Internet giant Yahoo may shed its substantial holding in China's Alibaba Group and in its Japanese affiliate in transactions totalling about $18 billion, says a media report.
The deal would allow Yahoo to return some cash to the shareholders, some of whom have been agitating for better performance. It would also allow Yahoo to focus on turning around its core Internet advertising business.
The New York Times also reported that a $17 billion deal is being considered by Yahoo for sale of its investment in Yahoo Japan and lowering Alibaba stake to 15 per cent.
If the board signs off on the Alibaba and Yahoo Japan stake sale, it may decide to reject separate investment proposals worth 14 dollar-a-share from private-equity firms Silver Lake and TPG Capital, the report said.

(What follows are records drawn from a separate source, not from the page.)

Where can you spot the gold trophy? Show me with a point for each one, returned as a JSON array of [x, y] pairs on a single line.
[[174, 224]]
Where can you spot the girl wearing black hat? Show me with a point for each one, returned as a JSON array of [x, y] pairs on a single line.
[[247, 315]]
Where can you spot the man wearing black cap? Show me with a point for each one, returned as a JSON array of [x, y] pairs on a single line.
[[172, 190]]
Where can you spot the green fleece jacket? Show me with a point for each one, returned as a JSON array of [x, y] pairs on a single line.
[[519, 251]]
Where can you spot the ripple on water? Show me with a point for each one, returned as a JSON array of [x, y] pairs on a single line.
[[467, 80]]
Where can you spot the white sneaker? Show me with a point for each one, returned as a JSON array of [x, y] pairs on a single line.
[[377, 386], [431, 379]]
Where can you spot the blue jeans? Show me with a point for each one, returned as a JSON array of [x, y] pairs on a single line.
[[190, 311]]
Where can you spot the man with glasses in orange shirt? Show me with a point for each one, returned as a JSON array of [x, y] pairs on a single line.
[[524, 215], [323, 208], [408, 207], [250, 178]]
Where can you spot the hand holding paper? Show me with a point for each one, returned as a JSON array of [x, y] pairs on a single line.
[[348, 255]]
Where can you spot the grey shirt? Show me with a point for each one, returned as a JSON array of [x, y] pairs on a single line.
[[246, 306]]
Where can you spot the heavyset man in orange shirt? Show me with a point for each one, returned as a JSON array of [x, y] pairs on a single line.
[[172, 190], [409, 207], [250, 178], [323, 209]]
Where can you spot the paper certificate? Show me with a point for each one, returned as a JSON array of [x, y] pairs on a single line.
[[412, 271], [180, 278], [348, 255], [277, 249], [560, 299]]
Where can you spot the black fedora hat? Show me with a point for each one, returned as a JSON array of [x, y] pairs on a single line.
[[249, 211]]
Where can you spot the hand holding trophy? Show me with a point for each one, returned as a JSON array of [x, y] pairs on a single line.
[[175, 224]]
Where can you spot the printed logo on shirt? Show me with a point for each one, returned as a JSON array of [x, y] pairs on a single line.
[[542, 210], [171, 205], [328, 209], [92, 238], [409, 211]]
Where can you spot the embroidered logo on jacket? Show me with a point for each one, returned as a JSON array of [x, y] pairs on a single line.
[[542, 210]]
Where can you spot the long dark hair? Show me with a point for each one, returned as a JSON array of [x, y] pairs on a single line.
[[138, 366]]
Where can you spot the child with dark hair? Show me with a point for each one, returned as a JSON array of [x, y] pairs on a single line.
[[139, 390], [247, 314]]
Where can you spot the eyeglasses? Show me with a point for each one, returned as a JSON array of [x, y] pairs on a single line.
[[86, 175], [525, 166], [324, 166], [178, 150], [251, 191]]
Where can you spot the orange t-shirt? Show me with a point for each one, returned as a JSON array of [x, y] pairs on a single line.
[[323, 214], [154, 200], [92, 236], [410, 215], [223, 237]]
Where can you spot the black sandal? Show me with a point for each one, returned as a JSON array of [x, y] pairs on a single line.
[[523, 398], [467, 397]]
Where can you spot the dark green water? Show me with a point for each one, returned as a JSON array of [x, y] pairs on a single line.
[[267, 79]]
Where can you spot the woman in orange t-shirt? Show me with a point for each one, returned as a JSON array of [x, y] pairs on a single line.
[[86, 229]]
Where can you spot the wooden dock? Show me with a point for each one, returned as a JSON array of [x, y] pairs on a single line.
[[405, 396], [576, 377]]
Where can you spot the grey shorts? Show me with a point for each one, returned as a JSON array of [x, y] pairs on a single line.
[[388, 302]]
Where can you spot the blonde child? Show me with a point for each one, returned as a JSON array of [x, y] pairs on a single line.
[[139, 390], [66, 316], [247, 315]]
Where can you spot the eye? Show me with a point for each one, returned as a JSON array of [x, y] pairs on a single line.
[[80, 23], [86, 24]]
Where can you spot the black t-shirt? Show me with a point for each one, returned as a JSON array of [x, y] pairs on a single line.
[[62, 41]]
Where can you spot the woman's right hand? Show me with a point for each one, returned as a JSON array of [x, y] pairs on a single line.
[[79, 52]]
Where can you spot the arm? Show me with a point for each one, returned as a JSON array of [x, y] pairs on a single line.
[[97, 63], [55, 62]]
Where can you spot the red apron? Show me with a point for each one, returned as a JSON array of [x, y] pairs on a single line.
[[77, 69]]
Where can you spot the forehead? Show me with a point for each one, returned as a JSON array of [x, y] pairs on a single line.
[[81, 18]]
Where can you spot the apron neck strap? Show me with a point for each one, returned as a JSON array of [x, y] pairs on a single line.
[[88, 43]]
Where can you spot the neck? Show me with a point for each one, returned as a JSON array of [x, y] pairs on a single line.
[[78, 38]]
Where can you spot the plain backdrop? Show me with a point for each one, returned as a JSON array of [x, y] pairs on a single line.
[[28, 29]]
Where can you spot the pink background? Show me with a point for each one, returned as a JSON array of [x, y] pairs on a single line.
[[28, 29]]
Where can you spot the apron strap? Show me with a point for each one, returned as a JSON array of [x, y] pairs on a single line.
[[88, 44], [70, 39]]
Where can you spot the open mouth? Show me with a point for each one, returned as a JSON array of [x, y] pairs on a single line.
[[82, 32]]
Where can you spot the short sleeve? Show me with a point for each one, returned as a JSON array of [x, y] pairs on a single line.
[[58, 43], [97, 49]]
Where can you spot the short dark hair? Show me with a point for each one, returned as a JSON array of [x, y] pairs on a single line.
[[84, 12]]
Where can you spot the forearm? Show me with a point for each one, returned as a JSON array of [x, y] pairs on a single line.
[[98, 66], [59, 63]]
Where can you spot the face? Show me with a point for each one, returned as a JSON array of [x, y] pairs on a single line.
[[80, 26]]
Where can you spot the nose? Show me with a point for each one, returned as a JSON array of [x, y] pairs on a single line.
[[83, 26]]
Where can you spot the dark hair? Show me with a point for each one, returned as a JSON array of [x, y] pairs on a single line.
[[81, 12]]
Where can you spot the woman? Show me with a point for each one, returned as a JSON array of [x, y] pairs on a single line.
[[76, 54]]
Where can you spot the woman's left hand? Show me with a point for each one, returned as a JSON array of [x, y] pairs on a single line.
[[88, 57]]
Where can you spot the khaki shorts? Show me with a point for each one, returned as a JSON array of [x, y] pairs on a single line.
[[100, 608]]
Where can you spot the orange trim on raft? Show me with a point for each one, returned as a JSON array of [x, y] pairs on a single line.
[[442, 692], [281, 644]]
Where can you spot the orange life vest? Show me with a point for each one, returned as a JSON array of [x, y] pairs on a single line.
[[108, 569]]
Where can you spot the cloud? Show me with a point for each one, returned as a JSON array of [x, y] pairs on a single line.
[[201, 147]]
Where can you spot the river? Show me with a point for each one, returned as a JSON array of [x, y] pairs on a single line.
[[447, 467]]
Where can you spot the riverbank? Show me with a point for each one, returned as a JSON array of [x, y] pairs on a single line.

The proposed deal -- called a tax-free cash-rich split -- would not be considered a sale under Internal Revenue Service guidelines but rather a kind of asset swap, allowing Yahoo and its Asian partners to avoid taxes.
Under the terms of the deal, Alibaba and Softbank, Yahoo Japan's majority owner, would create new subsidiaries that would consist of both cash and operating assets that Yahoo would like to run, the NYT reported.
Yahoo would then swap out most of its stake in Alibaba and all of its stake in Yahoo Japan for these subsidiaries, effectively selling those holdings, it added.